Sommes-nous en train d’élever des poules mouillées?

Toula Foscolos 

J’ai récemment reçu d’un ami un courriel des plus divertissants énumérant les dix jeux pour enfants les plus dangereux de tous les temps, incluant parmi ceux-ci de véritables classiques dont le ballon-chasseur, la tague, la chaise musicale et le souque à la corde. Quand j’ai arrêté de rire, j’ai commencé à y réfléchir de plus près : est-ce que tous ces jeux existent encore et pourquoi les enfants n’y jouent plus aujourd’hui?

Avec la fin des classes et avec tous ces jeunes inscrits à des camps de vacances, je me suis mise à réfléchir aux étés de liberté de mon enfance, à une époque où l’on pouvait - Oh ! Horreur ! – s’enfoncer dans le bois, allumer un feu de camp, construire un fort et jouer dans la rue… J’ai réalisé que les temps avaient changé mais était-ce à ce point ?

Est-ce qu’en tant que société, sommes-nous devenus surprotecteurs et gestionnaires du détail au point de ne plus permettre à nos enfants d’être des enfants? Pensez-y.

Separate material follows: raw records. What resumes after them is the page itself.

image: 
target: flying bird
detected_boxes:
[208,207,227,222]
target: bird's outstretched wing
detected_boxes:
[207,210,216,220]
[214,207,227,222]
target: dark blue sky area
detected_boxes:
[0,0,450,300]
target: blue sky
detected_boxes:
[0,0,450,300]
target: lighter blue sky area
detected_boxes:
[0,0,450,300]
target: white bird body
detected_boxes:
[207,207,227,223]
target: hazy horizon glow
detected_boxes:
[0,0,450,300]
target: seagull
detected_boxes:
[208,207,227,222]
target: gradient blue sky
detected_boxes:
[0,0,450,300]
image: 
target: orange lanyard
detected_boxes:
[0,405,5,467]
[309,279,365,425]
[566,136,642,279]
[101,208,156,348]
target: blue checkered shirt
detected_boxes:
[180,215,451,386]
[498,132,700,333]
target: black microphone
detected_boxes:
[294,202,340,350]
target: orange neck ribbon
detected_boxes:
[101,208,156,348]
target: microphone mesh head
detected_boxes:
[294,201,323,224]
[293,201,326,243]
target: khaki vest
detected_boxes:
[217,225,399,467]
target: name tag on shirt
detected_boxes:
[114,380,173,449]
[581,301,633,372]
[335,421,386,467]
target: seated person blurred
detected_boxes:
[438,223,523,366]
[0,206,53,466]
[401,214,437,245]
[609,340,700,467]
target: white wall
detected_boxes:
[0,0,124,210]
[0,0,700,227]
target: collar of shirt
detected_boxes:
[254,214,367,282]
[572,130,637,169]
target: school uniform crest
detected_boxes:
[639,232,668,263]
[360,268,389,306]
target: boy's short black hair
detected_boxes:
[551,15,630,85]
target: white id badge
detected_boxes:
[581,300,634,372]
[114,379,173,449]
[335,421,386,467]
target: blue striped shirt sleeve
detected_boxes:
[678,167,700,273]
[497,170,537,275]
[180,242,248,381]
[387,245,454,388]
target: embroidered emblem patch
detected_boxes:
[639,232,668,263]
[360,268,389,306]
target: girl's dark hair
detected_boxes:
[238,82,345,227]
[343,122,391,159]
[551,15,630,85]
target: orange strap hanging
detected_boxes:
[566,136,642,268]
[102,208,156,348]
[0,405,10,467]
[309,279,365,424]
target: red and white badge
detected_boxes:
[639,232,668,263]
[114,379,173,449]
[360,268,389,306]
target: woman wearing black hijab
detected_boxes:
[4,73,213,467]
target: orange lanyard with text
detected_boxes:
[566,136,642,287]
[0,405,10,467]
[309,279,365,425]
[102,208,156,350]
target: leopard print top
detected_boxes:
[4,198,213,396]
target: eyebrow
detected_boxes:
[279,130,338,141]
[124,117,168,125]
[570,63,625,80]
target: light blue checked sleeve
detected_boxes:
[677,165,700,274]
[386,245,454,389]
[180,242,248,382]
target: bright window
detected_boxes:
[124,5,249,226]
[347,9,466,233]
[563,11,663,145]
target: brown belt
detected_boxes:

Plusieurs écoles ont banni le ballon-chasseur et la tague. Plusieurs cours d’école n’ont plus de glissoires et de balançoires parce que l’on craint que les enfants ne se blessent. Des jeunes se font interdire de jouer au football américain et de se suspendre à des anneaux de gymnastique. Certaines écoles ont poussé le zèle jusqu’à interdire le port de la savate pour ne pas que les enfants ne se tordent les chevilles!

Les cours d’éducation physique et les camps de jour sont méticuleusement structurés et gérés et plusieurs enseignants et éducateurs ont éliminé des jeux qui pourraient blessés physiquement ou même psychologiquement les enfants. Combien de fois avons-nous entendu dans les compétitions scolaires qu’il n’y avait pas de perdants?

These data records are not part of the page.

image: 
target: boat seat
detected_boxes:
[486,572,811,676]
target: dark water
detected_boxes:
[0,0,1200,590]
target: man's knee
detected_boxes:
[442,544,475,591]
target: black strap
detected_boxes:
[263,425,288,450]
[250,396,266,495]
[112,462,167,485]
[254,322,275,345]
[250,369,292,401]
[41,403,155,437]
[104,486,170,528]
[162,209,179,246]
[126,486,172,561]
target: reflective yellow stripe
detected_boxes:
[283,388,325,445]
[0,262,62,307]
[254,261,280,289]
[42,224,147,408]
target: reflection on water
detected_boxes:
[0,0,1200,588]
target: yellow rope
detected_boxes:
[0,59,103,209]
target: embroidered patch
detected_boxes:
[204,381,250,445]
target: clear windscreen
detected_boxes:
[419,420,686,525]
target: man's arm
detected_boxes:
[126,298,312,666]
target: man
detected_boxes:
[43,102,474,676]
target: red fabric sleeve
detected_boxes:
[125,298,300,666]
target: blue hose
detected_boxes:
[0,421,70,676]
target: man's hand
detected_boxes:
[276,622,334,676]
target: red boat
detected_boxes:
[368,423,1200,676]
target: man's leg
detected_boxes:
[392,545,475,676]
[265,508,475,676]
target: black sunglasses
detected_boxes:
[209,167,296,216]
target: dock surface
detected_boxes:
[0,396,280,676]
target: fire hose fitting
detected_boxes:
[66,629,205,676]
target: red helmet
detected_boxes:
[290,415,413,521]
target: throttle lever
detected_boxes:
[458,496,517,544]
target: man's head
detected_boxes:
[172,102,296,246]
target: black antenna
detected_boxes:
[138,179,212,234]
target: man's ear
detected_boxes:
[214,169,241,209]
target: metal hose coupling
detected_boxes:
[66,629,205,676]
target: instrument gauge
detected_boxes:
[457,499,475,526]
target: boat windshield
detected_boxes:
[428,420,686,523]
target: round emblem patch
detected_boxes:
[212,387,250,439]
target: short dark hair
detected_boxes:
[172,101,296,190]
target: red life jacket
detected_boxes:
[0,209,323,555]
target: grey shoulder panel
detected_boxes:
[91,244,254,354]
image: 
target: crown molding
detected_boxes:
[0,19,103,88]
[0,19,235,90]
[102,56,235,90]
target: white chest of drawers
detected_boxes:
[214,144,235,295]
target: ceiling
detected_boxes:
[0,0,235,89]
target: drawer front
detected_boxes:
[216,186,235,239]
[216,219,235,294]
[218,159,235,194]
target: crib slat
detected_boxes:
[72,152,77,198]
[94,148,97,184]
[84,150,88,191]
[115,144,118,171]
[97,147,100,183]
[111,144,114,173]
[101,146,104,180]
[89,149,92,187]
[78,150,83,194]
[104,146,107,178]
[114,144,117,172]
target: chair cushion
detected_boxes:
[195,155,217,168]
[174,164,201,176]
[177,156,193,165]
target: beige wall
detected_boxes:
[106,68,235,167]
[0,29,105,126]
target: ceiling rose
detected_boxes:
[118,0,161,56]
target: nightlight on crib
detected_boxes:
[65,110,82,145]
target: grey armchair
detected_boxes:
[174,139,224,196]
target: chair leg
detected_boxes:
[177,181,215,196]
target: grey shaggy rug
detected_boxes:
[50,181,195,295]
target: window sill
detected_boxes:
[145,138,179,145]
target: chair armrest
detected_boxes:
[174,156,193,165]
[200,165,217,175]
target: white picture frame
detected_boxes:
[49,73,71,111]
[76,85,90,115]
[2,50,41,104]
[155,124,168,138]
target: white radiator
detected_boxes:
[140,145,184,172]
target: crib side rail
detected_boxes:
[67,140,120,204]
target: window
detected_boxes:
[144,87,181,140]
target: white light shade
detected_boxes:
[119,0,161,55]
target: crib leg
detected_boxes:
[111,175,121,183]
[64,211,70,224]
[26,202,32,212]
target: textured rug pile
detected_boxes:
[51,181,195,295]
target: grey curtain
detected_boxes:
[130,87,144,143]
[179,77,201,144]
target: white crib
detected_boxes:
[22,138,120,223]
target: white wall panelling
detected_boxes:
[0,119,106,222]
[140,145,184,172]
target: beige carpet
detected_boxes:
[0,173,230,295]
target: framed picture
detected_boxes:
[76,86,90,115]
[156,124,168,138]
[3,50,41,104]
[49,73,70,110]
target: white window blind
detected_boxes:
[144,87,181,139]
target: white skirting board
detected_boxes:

Désolé de vous décevoir, les enfants, mais, malheureusement, il y a bel et bien des perdants. Le jeu, le sport, la compétition en soi nécessitent l’existence d’un gagnant et d’un perdant. Prétendre le contraire est de décourager ces pauvres enfants qui sont occupés à se préparer pour leur journée de graduation de la …maternelle. N’y avait-il pas une époque durant laquelle nous devions réellement réussir quelque chose pour se mériter une étoile? Écoutez, même si je ne suis pas parent, je peux certainement comprendre le besoin primaire de protéger sa progéniture de tout désagrément de la vie. Mais il existe une grosse différence entre protéger un enfant d’un danger et le couver hermétiquement. Nous élevons nos enfants comme des fleurs en serre et nous nous demandons ensuite pourquoi nous avons créé une génération entière de mauviettes.

Il y a environ une dizaine d’années, le journaliste Matt Labash a écrit un dossier pour l’hebdo The Weekly Standard sous le thème de “the Wussification of America" (la « mauviettisation » de l’Amérique) en référence aux enfants auxquels on interdit certains jeux parce qu’ils « encouragent la violence et l’esprit de compétition, et peuvent causer des dommages irréparables à l’estime de soi ».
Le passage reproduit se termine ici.